Benefits of Autism
Genetic Strengths and Weaknesses
Autism is looked upon as a disease by the medical community, but there are many advantages to being autistic that are often overlooked.
The fact is that evolutionary processes will often select for certain characteristics that may at first seem to be counterproductive when it comes to survival. However, a closer look can show many advantages to certain genetic predispositions.
For example, the a single sickle cell anemia gene helps to protect against malaria. It is only when a person receives two copies of this gene that things go wrong.
Color blindness is a disadvantage during the daytime, but when the night arrives, color blind people have much better vision. People who are totally color blind can easily read a book by starlight.
The gene for attention deficit disorder is more common in tribal societies. It is believed that this gene helps a person to constantly scan their environment for danger.
Autism and Asperger's Syndrome is probably the result of several genes working together. There are genes that control a person's location on the Autistic Spectrum Disorder scale. Having to many of these genes is counterproductive just like having two copies of the sickle cell anemia gene.
However, being partially autistic has many advantages. If you know someone or have an autistic child, then you can reinforce these strengths while helping to mitigate their weaknesses.
The Autistic Advantage - Empathic Resistance
To understand the advantages that an autistic person owns, you need to understand their weaknesses and the cause of those weaknesses. You need to know how their brain is wired.

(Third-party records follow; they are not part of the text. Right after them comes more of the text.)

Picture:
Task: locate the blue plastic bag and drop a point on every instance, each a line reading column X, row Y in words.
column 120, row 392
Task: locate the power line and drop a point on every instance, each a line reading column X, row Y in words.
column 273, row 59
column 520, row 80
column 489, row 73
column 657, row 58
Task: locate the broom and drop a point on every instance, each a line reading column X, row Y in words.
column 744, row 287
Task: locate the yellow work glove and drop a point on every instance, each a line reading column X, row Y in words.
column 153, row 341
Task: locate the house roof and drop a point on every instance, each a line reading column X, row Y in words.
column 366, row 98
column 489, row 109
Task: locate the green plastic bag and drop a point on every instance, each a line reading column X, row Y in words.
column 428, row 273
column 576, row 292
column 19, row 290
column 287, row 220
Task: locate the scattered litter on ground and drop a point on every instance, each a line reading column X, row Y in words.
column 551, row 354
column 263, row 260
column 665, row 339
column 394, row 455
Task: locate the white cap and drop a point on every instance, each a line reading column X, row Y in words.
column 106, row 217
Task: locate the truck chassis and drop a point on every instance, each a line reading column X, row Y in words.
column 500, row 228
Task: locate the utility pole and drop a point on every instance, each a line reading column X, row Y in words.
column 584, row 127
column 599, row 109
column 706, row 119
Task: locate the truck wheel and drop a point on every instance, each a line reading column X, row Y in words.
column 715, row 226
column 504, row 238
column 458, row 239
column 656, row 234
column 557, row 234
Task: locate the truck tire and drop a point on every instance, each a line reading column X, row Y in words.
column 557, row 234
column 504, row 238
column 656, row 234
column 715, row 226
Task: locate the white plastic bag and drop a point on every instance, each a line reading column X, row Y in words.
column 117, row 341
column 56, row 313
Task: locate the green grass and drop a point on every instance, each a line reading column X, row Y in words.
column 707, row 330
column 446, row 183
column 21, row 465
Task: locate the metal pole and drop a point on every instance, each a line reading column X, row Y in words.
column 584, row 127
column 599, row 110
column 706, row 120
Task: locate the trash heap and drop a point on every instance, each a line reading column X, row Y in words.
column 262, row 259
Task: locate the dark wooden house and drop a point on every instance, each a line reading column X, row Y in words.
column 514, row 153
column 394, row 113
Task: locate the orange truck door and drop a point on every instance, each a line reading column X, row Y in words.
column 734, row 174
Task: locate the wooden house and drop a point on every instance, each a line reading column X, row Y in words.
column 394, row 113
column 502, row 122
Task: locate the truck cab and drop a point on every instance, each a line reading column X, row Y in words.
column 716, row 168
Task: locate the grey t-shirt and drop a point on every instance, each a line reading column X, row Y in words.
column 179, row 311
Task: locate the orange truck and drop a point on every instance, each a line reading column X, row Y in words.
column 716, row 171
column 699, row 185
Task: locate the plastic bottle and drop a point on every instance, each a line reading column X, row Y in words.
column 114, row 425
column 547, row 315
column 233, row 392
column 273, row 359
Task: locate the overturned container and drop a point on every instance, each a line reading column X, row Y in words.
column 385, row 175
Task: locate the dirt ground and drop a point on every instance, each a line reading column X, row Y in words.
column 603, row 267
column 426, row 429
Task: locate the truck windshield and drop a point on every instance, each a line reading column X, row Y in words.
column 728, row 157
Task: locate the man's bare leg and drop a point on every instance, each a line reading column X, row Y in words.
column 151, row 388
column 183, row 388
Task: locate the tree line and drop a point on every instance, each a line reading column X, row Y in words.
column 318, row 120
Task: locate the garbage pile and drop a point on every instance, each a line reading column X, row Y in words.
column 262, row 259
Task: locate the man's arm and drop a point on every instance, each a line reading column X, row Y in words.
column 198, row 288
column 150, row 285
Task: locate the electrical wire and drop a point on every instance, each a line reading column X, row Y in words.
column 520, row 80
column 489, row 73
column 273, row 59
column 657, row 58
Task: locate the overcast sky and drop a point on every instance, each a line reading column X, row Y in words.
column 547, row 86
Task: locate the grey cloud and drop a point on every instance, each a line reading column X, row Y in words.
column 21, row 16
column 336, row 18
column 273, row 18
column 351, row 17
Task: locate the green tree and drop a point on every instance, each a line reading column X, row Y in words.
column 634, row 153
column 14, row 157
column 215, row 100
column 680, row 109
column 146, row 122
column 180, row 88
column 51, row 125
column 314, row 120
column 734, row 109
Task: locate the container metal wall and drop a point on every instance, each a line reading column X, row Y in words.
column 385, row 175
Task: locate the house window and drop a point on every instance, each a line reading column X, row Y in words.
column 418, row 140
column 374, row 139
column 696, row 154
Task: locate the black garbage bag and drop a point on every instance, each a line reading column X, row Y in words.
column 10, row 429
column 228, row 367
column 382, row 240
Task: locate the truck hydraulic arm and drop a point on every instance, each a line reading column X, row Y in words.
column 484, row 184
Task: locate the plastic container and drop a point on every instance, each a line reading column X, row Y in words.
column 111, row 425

The typical person has an area of their brain that is wired to recognize faces. This area of the brain is distinct from the area used for recognizing objects. During their development, the typical person will build upon facial recognition to recognize visible emotions.
The autistic person has a deficit in the area of the brain used for recognizing faces, so they are forced to rely upon the object recognition area of their brain. As they mature, their ability to recognize visual emotions is greatly impaired.
The ability to know what another person is feeling is known as empathy. For the normal person, this is an instinctive understanding. The part of their brain that detects emotion in another person is directly wired to the emotional centers of the brain. When you see that somebody is sad, you actually feel slightly sad yourself. The typical person perceptions are directly wired to their own perceptions.
This understanding of the brain is verified by a few people with strokes to certain visual areas of their brain that make them unable to consciously see anything, but still feel what they see. They can feel whether a picture is sad or happy, but cannot tell you the gender or race of the person in the picture.
Because the autistic person is not empathically wired to their visual input, they must learn to identify emotions using other cues. The normal person has a huge head start in this area due to being able to feel another persons emotions through their empathic visual connections.
This direct empathic wiring makes a normal person subject to manipulation by others. A good speaker can manipulate the emotions of his audience by playing to their empathic centers. This is commonly known as demagoguery and results in herd behavior.
For example, a dishonest president could play on people's fear to start a preemptive war. Many presidents and dictators will use oratory to create a problem that is best solved intellectually rather than emotionally, then use the audience's emotion reaction to propose and implement an illogical solution to the problem.
Autistic people are fairly immune to herd behavior. Right now, they see the coming storm of economic collapse headed toward America. They are beginning to hoard silver, gold, and extra food to prepare for this storm. In the meantime, normal people continue to invest in cash and interest bearing bonds. Normal people figure that endless money can be printed without consequences, because their leaders say it is needed.
On a more immediate level, autistic people make great computer programmers, mechanics, mathematicians, physicists, scientists, and engineers. They also do well at jobs that require independence like delivery drivers or maintenance workers. Their poor social skills often make it hard for them to find the right kind of employment, but once employed, they usually outperform their fellow workers.